Good luck with it - tag me again if anything changes or you want to dig further.
I agree! Thank you for the help and I will keep you updated. I have already reached out to Dengfu and waiting on a response.
 
e82 owner here

did you used the correct wires from motor to display to battery ?


mine e82 came with a Canbus cable for the battery 1T2 (canbus battery display) with small yellow plug for battery
check if all the connectors are pushed in all the way and no pins are damaged

put a battery on charger and wait 1 hour and see if that wakes the battery up.

strange it happens to both batteries

the bafang system is normally very reliable, but that doesnt help you right now..


i think your batteries are in a sleep modus or some connectors are not 100% in
 
e82 owner here did you used the correct wires from motor to display to battery ? mine e82 came with a Canbus cable for the battery 1T2 (canbus battery display) with small yellow plug for battery check if all the connectors are pushed in all the way and no pins are damaged put a battery on charger an...
@kaaskopf - good shout, and useful to have an actual E82 owner weigh in here. Your point about the 1T2 CAN bus cable (motor-to-display-to-battery) is exactly the kind of thing that gets missed on first builds.

The yellow CAN wire runs up the frame from the bottom of the battery mount to the top of the harness at the headset, and if that connection isn't fully seated it can leave the whole system looking completely dead. @jdematti's bike arrived complete from Dengfu so the routing should be factory-done, but it's worth a visual check all the same.

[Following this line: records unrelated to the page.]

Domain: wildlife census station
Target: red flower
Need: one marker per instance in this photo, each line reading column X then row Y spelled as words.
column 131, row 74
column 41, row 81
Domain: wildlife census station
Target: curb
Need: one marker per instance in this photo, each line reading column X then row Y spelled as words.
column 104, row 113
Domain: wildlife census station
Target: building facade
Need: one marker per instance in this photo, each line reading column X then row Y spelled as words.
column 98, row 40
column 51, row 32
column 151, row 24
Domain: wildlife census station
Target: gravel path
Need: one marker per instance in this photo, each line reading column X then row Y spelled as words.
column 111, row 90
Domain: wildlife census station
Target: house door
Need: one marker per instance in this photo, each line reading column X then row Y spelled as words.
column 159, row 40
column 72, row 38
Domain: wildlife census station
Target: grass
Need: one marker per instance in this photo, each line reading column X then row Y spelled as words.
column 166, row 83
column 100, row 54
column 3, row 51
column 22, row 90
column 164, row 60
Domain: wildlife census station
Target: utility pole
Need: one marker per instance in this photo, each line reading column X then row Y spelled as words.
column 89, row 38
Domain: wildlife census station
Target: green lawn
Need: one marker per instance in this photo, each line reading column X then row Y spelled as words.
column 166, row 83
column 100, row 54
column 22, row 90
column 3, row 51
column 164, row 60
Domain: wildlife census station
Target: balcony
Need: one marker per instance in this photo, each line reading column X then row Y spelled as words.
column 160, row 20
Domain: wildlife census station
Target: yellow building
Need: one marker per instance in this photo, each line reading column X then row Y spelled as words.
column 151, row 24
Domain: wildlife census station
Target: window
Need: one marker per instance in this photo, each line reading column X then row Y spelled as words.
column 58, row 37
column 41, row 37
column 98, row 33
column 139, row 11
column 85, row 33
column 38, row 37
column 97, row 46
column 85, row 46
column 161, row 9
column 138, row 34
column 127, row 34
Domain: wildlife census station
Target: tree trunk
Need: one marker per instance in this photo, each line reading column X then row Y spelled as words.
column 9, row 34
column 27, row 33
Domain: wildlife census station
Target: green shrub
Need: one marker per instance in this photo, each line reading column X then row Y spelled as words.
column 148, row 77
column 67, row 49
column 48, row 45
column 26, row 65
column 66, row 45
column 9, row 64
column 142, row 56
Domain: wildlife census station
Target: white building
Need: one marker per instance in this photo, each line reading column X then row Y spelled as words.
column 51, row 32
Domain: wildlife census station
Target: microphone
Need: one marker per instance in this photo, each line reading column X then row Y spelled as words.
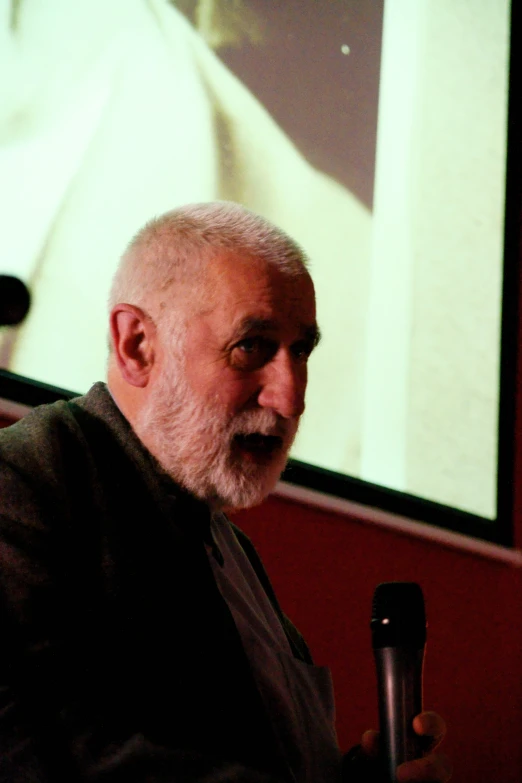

The "wake the battery with an hour on the charger" tip is also solid. We've established earlier in the thread that the batteries did appear to take some charge (going green to red on the indicator), so a full deep sleep BMS scenario is less likely - but it doesn't hurt to rule it out properly.

On the warranty front: yeah, Dengfu's position there is... characteristically unhelpful. They're not exactly a brand people rush to recommend for after-sales support.

Which is why community knowledge from owners like yourself is genuinely more useful right now than waiting on their response. Good to have you in the thread. @jdematti - take note, this is someone who's actually built one.